Quaresma e Albernaz atravessaram tudo aquillo sem reminiscencias e foram até ao ponto. Antes perlustraram a zona do turfe, uma pequena porção da cidade onde se amontoam cocheiras e coudelarias de animaes e corridas, tendo grandes ferraduras, cabeças de cavallos, panoplias de chicotes e outros emblemas hippicos, nos pilares dos portões, nas almofadas das portas, por toda parte onde taes distinctivos fiquem bem e dêm na vista.

A casa da velha preta ficava além do ponto, para as bandas da estação da estrada de ferro Leopoldina. Lá foram ter. Passaram pela estação. Sobre um largo terreiro, negro de moinha de carvão de pedra, médas de lenha e immensas tulhas de saccos de carvão vegetal se accumulavam; mais adiante um deposito de locomotivas e sobre os trilhos algumas manobravam e outras arfavam sob pressão.

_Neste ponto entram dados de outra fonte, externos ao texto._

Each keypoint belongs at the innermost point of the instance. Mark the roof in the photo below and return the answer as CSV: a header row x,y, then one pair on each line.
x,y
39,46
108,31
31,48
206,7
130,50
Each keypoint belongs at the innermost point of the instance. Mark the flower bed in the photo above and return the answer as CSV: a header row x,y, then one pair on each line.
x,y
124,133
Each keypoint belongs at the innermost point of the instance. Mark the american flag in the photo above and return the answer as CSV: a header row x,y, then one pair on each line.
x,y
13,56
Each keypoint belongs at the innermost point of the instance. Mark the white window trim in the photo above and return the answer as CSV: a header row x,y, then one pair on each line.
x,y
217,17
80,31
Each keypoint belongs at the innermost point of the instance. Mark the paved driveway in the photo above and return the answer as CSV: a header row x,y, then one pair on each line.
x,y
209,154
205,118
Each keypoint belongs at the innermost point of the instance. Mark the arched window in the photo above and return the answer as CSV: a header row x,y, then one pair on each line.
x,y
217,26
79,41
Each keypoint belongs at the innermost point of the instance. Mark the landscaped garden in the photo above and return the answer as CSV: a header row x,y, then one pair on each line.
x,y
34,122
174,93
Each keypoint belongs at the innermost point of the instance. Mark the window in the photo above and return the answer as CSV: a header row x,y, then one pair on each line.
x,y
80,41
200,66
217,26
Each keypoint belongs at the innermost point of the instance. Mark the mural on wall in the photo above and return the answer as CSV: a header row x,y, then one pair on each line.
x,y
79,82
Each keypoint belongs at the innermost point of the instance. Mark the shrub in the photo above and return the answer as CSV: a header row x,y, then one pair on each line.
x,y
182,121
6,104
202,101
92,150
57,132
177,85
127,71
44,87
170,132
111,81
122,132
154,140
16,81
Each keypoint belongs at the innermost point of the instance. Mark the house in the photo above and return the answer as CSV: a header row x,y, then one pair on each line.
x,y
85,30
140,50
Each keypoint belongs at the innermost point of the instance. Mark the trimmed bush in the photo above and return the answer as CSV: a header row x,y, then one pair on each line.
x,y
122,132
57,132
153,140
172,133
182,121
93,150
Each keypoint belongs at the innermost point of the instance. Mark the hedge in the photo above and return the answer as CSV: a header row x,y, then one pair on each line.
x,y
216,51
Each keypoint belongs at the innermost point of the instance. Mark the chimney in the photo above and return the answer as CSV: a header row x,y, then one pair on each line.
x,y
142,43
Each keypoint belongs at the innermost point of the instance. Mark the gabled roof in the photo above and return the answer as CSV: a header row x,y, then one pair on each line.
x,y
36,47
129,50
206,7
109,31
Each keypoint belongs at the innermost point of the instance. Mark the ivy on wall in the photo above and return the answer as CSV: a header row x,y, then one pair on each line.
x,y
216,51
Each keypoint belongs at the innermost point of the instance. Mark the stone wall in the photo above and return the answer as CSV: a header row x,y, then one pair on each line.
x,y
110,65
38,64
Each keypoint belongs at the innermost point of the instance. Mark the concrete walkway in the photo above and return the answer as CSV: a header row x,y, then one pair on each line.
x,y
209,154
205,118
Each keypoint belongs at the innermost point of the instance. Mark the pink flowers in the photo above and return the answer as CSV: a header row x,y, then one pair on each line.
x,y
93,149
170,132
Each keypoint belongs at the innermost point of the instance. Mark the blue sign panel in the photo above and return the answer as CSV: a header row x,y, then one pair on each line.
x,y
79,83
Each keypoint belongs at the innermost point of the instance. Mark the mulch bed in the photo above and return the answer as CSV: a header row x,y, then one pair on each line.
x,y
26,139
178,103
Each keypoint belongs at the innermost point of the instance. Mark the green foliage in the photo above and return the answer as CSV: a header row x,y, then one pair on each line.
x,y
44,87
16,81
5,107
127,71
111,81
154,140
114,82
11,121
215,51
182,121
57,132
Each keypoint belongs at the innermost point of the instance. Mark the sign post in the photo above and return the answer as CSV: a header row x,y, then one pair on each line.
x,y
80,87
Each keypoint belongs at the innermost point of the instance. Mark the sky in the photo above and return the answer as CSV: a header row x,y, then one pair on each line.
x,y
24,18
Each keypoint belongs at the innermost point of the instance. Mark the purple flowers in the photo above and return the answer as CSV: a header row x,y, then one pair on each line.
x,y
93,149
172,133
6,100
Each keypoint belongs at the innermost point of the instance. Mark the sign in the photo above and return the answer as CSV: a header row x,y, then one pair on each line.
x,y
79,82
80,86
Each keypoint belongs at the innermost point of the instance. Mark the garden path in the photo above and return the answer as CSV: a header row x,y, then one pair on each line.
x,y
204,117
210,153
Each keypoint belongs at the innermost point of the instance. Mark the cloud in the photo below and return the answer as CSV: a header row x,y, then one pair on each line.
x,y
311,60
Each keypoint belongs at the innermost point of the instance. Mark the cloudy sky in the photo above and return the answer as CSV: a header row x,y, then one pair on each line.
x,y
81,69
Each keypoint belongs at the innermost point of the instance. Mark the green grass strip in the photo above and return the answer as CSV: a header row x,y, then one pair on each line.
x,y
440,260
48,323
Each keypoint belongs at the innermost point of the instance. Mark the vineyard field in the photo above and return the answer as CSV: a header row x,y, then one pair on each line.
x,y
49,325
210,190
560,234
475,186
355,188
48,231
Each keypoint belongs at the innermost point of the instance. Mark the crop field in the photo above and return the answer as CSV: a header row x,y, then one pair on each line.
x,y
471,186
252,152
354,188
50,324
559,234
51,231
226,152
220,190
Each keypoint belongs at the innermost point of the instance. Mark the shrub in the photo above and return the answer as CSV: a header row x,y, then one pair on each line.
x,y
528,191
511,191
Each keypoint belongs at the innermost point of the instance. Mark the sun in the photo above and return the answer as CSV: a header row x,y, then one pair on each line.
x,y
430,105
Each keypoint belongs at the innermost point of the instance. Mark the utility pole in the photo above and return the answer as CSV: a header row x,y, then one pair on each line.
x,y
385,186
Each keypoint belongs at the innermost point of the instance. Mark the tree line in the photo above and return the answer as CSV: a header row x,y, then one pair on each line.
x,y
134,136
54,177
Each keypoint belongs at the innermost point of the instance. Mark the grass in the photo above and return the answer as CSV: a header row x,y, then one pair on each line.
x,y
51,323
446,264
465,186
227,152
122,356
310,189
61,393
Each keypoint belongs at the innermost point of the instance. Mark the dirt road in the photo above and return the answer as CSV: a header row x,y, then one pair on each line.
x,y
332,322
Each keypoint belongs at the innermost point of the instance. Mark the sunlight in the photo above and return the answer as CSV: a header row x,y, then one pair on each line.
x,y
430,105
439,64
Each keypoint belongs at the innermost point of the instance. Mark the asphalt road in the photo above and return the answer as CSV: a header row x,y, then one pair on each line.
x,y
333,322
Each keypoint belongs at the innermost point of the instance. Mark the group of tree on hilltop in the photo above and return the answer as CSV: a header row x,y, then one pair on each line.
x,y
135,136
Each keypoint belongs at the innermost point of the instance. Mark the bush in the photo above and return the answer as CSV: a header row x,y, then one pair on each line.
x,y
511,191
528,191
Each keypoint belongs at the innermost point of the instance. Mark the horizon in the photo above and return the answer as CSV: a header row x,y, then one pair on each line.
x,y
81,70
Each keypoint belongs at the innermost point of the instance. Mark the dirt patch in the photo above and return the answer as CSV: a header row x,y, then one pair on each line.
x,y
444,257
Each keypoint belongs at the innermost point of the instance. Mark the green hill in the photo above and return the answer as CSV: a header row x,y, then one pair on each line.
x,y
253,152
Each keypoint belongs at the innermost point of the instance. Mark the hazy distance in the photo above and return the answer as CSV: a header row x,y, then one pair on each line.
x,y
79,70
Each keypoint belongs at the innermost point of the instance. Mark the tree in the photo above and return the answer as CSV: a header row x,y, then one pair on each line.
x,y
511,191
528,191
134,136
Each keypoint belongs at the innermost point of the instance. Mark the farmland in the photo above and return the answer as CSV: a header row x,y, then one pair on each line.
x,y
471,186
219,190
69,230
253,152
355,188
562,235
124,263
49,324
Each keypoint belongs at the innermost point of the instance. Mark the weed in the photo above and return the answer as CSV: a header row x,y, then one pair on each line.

Apanharam afinal o carreiro onde ficava a casa da Maria Rita. O tempo estivera secco e por isso se podia andar por elle. Para além do caminho, extendia-se a vasta região de mangues, uma zona immensa, triste e feia, que vai até ao fundo da bahia e, no horizonte, morre ao sopé das montanhas azues de Petropolis. Chegaram á casa da velha. Era baixa, caiada e coberta com as pesadas telhas portuguezas. Ficava um pouco afastada da estrada. Á direita havia um monturo: restos de cozinha, trapos, conchas de mariscos, pedaços de louça caseira—um sambaqui a fazer-se para gaudio de um archeologo de futuro remoto: á esquerda, crescia um mamoeiro e bem junto á cerca, no mesmo lado, havia um pé de arruda. Bateram. Uma pretinha moça appareceu na janella aberta.

—Que desejam?

Disseram o que queriam e approximaram-se. A moça gritou para o interior da casa:

—Vovó estão ahi dous moços que querem falar com a senhora. Entrem, façam o favor—disse ella depois, dirigindo-se ao General e ao seu companheiro.

A sala era pequena e de telha vã. Pelas paredes, velhos chromos de folinhas, registros de Santos, recortes de illustrações de jornaes baralhavam-se e subiam por ellas acima até dous terços da altura. Ao lado de uma Nossa Senhora da Penha, havia um retrato de Victor Emmanuel com enormes bigodes em desordem; um chromo sentimental de folhinha—uma cabeça de mulher em posição de sonho—parecia olhar um S. João Baptista ao lado. No alto da porta que levava ao interior da casa, uma lamparina, numa cantoneira, enchia de fuligem a Conceição de louça.

Não tardou vir a velha. Entrou em camisa de bicos de rendas, mostrando o peito descamado, enfeitado com um collar de missangas de duas voltas. Capengava de um pé e parecia querer ajudar a marcha, com a mão esquerda pousada na perna correspondente.